27-7-2023 (YANGON) Singaporean food and beverage group Fraser & Neave (F&N) plans to expand its beer business in Myanmar by investing S$19.2 million (495 million baht) to build a new brewery through a joint venture with the local beverage conglomerate Win Brothers. F&N already brews Chang beer in Myanmar and established a joint venture, Sapphire Brewery Myanmar Ltd (SBML), with Win Brothers in March, holding an 80% stake. The new brewery will be built on 35 acres of land leased for 50 years, but the location and the name of the beer that will be brewed were not mentioned.
Thai Beverage Plc, which controls F&N, is among the foreign partners of joint ventures paying large sums in tax to the Myanmar government for their drinks businesses. In the fourth quarter of 2021, ThaiBev’s Grand Royal paid 25.9 billion kyats (US$14 million) in specific goods tax (SGT), according to a report by the whistleblower Distributed Denial of Secrets, citing filings from the Internal Revenue Department.

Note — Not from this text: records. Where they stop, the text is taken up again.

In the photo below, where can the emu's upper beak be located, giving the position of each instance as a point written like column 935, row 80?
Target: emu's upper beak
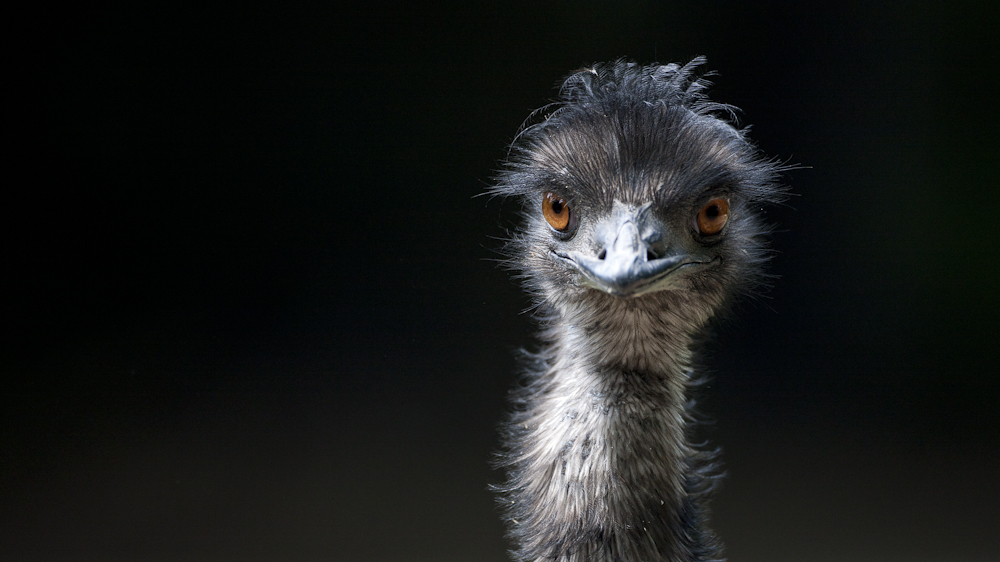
column 636, row 254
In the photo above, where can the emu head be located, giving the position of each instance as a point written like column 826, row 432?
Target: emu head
column 638, row 191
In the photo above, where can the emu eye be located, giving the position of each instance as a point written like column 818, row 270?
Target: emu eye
column 713, row 216
column 556, row 211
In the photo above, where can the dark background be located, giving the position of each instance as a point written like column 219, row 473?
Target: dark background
column 251, row 312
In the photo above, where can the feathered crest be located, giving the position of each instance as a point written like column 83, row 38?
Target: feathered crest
column 621, row 83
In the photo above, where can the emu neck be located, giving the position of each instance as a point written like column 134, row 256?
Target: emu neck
column 604, row 459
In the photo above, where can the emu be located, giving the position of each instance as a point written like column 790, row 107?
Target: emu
column 641, row 223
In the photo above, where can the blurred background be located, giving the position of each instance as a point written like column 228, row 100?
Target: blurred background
column 251, row 311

ThaiBev, the brewer of Chang beer, is one of the flagship companies of Thai billionaire Charoen Sirivadhanabhakdi, whose TCC Group of companies has extensive interests in property and owns the retailer Big C and the listed trading company Berli Jucker Plc. With a net worth estimated at $13.3 billion, Mr Charoen is the third richest person in Thailand, according to Forbes magazine.
F&N first entered the Myanmar beer market in 1997 by buying a 55% stake in Asia Pacific Breweries. It was later bought out by its partners, the military-owned Myanma Economic Holdings Ltd, for US$560 million and exited the beer business in 2015, two years after being acquired by ThaiBev. However, ThaiBev continued to expand in Myanmar and acquired a 75% stake in Myanmar Distillery Co, the maker of the popular local whiskey brand Grand Royal, for US$1 billion in 2017. F&N re-entered the Myanmar beer market in 2019, investing US$70 million to set up Emerald Brewery in Yangon to produce Chang beer with a Myanmar partner.